Association of Jumping Ability and Maximum Strength With Dive Distance in Swimmers

Purpose: The aim of the current study was to investigate the relationship between dive distance (DD) and countermovement jump (CMJ) height, track start CMJ height, countermovement broad jump (CMBJ) distance, track start broad jump distance, and isometric midthigh pull peak force and relative peak force. Methods: A total of 27 (11 female and 16 male) regional-national-international-standard swimmers (mean [SD]; age = 19.5 [5.5] y; mass = 69.3 [10.5] kg; height = 1.77 [0.09] m) performed 3 trials of a track start dive, CMJ, track start CMJ, CMBJ, track start broad jump, and isometric midthigh pull. Results: Data were separated into pooled (females and males combined), females, and males.

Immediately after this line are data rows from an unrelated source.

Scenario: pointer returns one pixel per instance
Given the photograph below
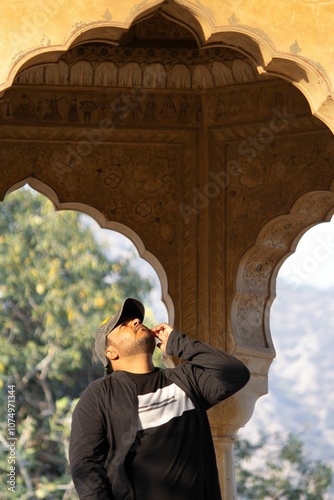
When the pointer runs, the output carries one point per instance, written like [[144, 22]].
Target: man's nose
[[136, 321]]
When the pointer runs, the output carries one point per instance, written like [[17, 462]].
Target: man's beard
[[144, 344]]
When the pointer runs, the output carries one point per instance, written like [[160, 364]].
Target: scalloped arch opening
[[259, 266], [200, 26], [122, 229]]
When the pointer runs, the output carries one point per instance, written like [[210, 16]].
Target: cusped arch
[[259, 266], [301, 72], [143, 252]]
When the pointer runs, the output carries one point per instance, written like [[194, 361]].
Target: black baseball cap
[[130, 309]]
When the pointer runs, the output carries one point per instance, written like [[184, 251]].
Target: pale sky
[[313, 261]]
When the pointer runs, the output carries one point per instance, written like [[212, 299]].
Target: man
[[142, 432]]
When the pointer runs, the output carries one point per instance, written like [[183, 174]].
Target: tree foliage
[[280, 471], [57, 285]]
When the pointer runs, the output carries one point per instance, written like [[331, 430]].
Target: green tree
[[57, 285], [285, 472]]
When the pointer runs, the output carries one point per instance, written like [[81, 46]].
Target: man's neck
[[134, 364]]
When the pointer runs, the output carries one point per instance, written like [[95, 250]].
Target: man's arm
[[89, 448], [218, 374]]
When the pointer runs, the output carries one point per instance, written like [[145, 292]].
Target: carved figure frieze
[[268, 101]]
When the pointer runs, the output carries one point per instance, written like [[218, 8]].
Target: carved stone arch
[[259, 266], [304, 74], [123, 229]]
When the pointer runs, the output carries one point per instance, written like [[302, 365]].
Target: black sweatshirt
[[104, 423]]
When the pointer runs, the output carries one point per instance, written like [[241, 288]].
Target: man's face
[[131, 337]]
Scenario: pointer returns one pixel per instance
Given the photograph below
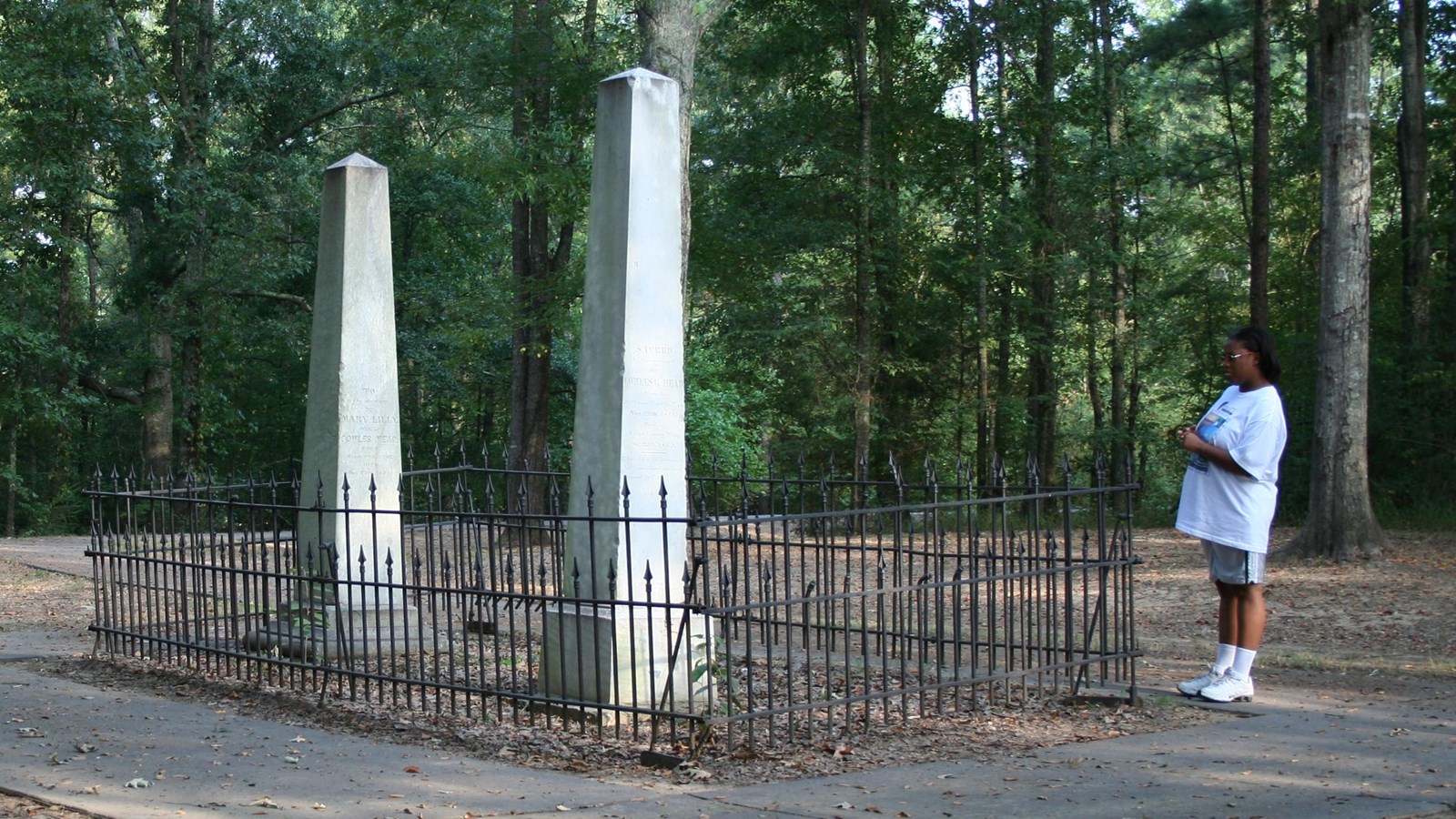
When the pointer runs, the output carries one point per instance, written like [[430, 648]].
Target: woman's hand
[[1188, 438]]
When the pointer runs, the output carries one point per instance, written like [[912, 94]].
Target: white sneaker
[[1193, 687], [1230, 690]]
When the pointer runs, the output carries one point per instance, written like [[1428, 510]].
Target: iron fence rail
[[805, 608]]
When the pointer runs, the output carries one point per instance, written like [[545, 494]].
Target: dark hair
[[1259, 339]]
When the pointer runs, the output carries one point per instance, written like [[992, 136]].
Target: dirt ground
[[1383, 627]]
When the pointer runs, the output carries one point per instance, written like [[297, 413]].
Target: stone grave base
[[615, 654]]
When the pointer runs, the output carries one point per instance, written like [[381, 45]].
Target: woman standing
[[1228, 501]]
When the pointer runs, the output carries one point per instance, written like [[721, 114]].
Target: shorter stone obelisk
[[349, 591], [626, 639], [351, 450]]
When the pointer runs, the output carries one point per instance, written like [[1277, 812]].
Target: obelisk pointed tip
[[356, 160], [640, 73]]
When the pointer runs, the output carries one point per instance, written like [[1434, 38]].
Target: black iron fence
[[798, 606]]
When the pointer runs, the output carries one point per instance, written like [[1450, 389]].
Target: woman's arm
[[1215, 455]]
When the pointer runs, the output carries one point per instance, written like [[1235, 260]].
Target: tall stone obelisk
[[619, 644], [351, 433]]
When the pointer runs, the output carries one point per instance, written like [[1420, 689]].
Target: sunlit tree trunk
[[1117, 273], [1341, 522], [1411, 149], [865, 360], [533, 264], [1259, 172], [1041, 337], [672, 31]]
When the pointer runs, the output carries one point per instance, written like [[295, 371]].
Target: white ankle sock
[[1227, 654], [1242, 663]]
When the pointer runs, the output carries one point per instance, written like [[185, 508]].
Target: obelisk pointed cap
[[356, 160], [640, 73]]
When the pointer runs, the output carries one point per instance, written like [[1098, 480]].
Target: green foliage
[[155, 203]]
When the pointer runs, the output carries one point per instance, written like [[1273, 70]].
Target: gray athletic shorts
[[1234, 566]]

Large to very large correlations were found between DD and all variables tested for pooled data (r = .554–.853, P < .001–.008), with DD-CMBJ displaying the highest correlation (r = .853, P < .001). CMBJ accounted for 70% of the variance in DD. Females demonstrated moderate nonsignificant correlations between DD isometric midthigh pull (r = .379, P < .125). Males demonstrated very large significant correlations between DD-CMJ (r = .761, P < .001). Conclusions: DD demonstrated strong correlations with jump performances and multijoint isometric force production in pooled data. Males showed stronger correlations than females due to being stronger and being able to perform the jumping/strength tasks to a higher standard. Enhanced jump performance and increased maximal force production may, therefore, enhance DD in swimmers.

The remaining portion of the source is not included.